From Mesoamerican Movement Against Mining translated by Earth First! Journal - October 3, 2017

Just like the past five years in the Syrian Valley in Honduras, the communities, peoples and organizations that make up M4 have met from September 22 to 25 in the City of San José in Costa Rica to recognize and reaffirm ourselves in the struggle against the extractive mining model.

Since then, we confirm that the extractive mining model has been imposed as the megaproject with the greatest territorial impact and enslavement of human rights, land grabbing and destruction of Mother Earth in Latin America.

During the days of the Mesoamerican Movement against the Extractive Mining Model (M4) meetiing, representatives of 13 countries (Costa Rica, El Salvador, Guatemala, Mexico, Panama, Haiti, Colombia, Ecuador, Peru, Sierra Leone, United States), agreed hat mining activity in our territories has advanced under the protection of politicians and technocrats who are poorly informed or ineffective, if not corrupted, by the imposition of corporate interests on the collective interest, by personal appetites and complicit silences. In this sense, we consider that mining in our territories is the result of a deficit democratic model that, operating under the logic that having power is to be right, inevitably places the people in a situation of vulnerability. We have the clarity to affirm and denounce that mining would not be possible without an institutional framework that brings the cause of a development model that – through the irrational extraction of natural common goods – favors the logic of reproduction, accumulation and centralization of capital.

To achieve their productivity goals, mining companies outsource their costs by taking advantage of the permissiveness of legislation and government corruption. The mining companies take advantage of the poverty of the people and the absence of alternatives, which usually facilitates the exploitation of labor and nature. Mining corporations get cheap or free kickbacks and channel their energies into the political lobby. This process is reinforced by international financial institutions and governments from the Global North, who, through “structural adjustment measures”, force countries such as ours to stimulate exports of what they often call “natural resources” through tax exemptions and other financial incentives.
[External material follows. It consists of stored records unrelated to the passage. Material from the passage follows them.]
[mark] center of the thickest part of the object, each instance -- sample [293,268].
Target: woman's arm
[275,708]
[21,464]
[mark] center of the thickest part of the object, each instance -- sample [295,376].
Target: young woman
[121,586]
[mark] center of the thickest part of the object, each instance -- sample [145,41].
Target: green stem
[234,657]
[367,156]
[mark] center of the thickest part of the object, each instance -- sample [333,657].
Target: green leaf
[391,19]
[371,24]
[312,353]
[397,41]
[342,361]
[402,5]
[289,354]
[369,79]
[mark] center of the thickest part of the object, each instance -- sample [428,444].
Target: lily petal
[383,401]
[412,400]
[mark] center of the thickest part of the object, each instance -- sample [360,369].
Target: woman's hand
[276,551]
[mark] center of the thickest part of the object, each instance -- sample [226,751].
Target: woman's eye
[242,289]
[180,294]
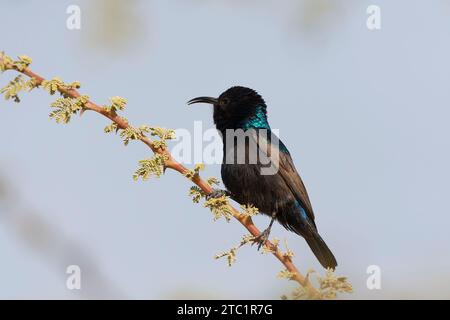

It is this logic of accumulation by dispossession that has led us to face one of the most severe crises of violations of human rights in Latin America. The M4, its members and its organizations have been victims of extractive violence. On March 3, 2016, in Honduras, as part of the exchanges and alliances facilitated by our movement, our comrade Berta Caceres, leader of the Civic Council of Popular and Indigenous Organizations of Honduras (COPINH), was murdered; in the same episode, Mexican comrade Gustavo Castro, a Latin American referent of the social movement for the defense of land and territory and the principal promoter and promoter of the Mesoamerican Movement against the Extractive Mining Model (M4), was wounded and, as a victim , criminalized by the government of Honduras. However, we are standing, we exist because we resist.